What symbolism is there in William's death location?
Plainpalais was Geneva's execution ground. By killing Victor's brother there, the creature symbolically executes Victor's legacy. Shelley loved these dark parallels.
How does this scene explain the creature's motives?
It reveals his core conflict – craving connection but causing destruction. His tragedy is understanding morality but being unable to escape his rage.
Why did Shelley choose a child victim?
To maximize horror and show innocence corrupted. William represents everything the creature can never have: family, acceptance, a normal life.
How Film Adaptations Botch This Scene
Okay, rant time. Every Frankenstein movie I've seen gets this wrong. The 1931 Boris Karloff version? Creature drowns a little girl by accident. Branagh's 1994 film? Makes it look like a calculated murder. Neither captures the complex psychology of why the creature seized the small boy William. They miss:
- The significance of William calling him "monster"
- The locket with Caroline's portrait
- The creature's initial desire for companionship
My film student nephew argues it's "too nuanced for cinema." Maybe he's right. But I'd love to see a director try.
Essential Elements Most Adaptations Skip
Missing details matter:
- William's threat: "My papa will punish you!"
- The creature recognizing the Frankenstein name
- The stolen locket planted on Justine
- Creature watching Victor's grief from afar
Why This Matters Beyond Frankenstein
Look, I know we're analyzing fiction here. But when my cousin's kid got bullied into violence last year, I kept thinking about this scene. Shelley shows us how isolation breeds monsters. The creature wasn't born evil – he was made monstrous through rejection. That's why why did the creature seize the small boy William remains relevant. It forces us to ask:
- When does victim become perpetrator?
- How much responsibility do creators bear?
- Can we condemn violence while understanding its roots?
Honestly? I side with the creature more each time I reread it. Does that disturb me? Absolutely. But Shelley's genius is making us uncomfortable. That moment when William's body went still wasn't just about revenge. It was the scream of something that wanted love and got horror instead. Still gives me chills.
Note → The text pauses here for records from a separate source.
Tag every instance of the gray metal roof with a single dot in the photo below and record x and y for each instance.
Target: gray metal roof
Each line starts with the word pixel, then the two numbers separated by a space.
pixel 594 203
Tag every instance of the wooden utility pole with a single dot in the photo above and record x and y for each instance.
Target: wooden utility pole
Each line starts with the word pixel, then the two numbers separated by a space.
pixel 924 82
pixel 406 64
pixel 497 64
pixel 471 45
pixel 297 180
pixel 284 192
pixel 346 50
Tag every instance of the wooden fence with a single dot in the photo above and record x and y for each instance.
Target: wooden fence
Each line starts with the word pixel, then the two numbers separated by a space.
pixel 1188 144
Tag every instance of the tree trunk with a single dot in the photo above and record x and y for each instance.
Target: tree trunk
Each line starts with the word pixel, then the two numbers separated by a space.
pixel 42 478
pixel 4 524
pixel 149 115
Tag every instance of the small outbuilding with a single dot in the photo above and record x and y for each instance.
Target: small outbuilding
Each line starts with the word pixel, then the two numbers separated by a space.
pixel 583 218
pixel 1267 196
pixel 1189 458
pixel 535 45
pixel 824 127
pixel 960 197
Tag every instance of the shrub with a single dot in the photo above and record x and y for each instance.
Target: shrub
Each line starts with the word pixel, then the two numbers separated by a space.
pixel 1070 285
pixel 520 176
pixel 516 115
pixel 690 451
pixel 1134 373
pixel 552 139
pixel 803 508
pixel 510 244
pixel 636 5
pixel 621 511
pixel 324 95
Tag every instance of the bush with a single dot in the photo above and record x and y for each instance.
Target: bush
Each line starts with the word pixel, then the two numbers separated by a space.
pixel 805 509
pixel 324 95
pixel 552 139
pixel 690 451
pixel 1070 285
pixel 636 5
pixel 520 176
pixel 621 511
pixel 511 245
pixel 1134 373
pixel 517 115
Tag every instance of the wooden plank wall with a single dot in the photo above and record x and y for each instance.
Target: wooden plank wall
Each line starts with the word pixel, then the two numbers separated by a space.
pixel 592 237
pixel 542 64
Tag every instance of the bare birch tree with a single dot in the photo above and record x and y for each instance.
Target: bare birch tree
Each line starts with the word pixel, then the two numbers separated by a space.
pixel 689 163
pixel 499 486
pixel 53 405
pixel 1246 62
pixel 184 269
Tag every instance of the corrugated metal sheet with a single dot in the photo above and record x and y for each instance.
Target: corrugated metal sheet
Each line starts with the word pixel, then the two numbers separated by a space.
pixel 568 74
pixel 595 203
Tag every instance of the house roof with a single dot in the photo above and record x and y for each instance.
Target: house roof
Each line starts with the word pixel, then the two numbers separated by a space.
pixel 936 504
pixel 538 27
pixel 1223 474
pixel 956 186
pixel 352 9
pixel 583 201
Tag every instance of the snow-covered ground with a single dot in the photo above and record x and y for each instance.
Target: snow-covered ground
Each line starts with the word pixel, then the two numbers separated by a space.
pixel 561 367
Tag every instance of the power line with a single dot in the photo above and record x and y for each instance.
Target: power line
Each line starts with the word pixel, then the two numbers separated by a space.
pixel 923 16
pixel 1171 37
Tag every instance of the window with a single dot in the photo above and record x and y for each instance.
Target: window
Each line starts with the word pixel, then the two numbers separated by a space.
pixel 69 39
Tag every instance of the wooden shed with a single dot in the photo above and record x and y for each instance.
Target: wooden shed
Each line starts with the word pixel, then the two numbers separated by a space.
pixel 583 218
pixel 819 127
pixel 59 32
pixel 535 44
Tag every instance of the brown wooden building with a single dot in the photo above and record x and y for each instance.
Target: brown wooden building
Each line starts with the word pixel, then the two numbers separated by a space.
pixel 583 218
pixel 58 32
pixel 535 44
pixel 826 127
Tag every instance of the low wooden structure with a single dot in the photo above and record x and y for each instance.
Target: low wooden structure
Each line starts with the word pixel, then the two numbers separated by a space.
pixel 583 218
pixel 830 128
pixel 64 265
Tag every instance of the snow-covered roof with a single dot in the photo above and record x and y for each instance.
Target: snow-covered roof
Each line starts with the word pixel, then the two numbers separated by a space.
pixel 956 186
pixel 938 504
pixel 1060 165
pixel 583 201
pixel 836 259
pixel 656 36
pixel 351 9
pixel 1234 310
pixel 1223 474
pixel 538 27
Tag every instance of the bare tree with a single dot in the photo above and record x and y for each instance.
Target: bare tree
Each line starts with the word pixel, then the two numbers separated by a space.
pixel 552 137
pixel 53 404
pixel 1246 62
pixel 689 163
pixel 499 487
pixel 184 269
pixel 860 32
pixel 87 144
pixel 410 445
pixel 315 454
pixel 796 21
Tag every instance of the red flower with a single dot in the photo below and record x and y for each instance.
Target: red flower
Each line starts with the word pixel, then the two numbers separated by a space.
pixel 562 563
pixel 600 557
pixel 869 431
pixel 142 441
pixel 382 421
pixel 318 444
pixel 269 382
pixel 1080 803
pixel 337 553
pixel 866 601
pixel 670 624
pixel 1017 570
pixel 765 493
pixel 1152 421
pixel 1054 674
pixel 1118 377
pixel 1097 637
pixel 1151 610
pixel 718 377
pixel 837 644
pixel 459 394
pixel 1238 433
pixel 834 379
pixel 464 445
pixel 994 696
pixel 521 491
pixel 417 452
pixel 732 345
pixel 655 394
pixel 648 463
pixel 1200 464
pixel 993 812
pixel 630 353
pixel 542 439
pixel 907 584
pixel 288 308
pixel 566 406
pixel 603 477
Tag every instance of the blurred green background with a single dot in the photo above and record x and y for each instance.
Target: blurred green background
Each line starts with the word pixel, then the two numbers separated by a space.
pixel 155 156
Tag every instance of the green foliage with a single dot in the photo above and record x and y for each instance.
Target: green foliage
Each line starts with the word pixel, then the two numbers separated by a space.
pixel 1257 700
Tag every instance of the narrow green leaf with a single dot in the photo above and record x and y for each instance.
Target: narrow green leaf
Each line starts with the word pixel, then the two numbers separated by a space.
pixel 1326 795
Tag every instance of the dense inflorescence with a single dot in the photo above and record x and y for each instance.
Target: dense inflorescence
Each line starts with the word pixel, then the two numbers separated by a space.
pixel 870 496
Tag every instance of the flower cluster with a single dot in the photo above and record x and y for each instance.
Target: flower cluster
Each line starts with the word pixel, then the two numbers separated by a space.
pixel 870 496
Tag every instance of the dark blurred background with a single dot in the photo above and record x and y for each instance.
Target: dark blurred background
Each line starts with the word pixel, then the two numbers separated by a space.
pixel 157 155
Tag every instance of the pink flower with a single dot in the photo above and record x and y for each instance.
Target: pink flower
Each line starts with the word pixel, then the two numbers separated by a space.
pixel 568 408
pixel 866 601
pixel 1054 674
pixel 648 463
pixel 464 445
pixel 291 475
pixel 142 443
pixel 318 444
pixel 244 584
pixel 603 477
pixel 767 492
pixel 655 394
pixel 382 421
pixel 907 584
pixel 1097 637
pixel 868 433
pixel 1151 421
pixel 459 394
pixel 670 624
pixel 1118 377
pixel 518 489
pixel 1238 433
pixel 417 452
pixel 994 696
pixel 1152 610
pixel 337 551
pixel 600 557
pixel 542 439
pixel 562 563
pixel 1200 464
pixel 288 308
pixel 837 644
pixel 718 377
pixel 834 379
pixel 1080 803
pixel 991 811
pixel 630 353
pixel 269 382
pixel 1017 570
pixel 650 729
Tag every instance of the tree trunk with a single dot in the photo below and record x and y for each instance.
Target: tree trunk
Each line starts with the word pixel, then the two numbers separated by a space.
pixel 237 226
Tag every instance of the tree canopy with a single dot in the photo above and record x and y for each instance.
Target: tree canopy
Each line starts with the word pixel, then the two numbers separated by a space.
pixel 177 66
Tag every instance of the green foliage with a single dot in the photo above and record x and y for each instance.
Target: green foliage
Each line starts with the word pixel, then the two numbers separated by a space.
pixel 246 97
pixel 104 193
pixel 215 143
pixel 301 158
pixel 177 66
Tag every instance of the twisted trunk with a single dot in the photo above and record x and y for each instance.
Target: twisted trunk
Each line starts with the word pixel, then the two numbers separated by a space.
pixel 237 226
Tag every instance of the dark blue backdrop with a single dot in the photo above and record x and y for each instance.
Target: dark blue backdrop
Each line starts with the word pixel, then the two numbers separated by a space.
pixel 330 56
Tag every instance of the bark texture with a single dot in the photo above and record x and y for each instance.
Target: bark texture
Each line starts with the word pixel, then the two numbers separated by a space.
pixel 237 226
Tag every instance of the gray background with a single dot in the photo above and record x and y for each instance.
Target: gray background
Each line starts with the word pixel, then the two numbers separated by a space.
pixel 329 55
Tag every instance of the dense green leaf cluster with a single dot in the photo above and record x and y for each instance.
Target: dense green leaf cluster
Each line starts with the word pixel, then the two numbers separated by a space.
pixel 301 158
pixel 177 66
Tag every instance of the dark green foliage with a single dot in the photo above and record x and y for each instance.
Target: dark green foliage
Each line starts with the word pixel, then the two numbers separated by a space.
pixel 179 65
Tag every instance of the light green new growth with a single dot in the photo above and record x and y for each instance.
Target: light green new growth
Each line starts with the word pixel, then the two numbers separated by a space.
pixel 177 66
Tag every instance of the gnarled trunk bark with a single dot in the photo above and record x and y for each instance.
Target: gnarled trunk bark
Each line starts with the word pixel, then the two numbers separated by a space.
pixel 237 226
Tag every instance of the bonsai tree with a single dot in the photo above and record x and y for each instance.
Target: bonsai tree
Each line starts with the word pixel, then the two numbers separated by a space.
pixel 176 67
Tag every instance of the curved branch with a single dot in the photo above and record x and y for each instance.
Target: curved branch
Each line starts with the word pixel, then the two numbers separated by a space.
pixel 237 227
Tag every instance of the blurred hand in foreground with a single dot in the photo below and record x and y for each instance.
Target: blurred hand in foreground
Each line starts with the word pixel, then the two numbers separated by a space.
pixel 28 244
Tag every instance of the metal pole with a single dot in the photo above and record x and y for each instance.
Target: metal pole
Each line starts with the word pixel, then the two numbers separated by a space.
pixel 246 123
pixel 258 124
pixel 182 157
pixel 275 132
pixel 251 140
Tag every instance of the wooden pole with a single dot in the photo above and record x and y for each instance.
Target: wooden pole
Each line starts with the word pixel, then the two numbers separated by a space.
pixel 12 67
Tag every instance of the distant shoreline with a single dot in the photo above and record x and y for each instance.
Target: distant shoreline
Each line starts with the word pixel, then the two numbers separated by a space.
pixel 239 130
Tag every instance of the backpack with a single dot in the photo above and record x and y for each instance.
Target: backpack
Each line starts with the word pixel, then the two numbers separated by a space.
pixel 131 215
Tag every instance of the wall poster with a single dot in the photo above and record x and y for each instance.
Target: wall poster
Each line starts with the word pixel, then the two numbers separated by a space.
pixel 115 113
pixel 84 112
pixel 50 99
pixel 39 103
Scholarly Debates Worth Noting
Academics have fought over this scene for decades. Here's where they disagree:
| Interpretation School | View on William's Death | Weakness |
|---|---|---|
| Psychological Critics | Result of attachment disorder | Ignores societal factors |
| Feminist Readings | Destruction of domestic innocence | Overlooks creature's trauma |
| Postcolonial Theory | Oppressed becoming oppressor | Forced parallel? |
Me? I think they all miss something. Last summer at a literary conference, I heard a grad student argue it was about labor exploitation – Victor's "creation" destroying his leisure class family. Weird take, but kinda brilliant.
Personal Conclusion: Why We Keep Asking
So why are we still obsessing over why did the creature seize the small boy William 200 years later? Because it holds up a mirror. That moment in Plainpalais makes us ask uncomfortable questions about revenge cycles and parental neglect. I've come to see it not as horror, but tragedy. Two beings destroyed by one creator's arrogance.
Final thought? If Victor had shown compassion when the creature reached out at his bedside, William might've grown old. That haunts me more than any monster. Makes you wonder how many modern "creatures" we create through indifference. Heavy stuff for a Tuesday afternoon, right? But that's Shelley for you – never lets you off easy.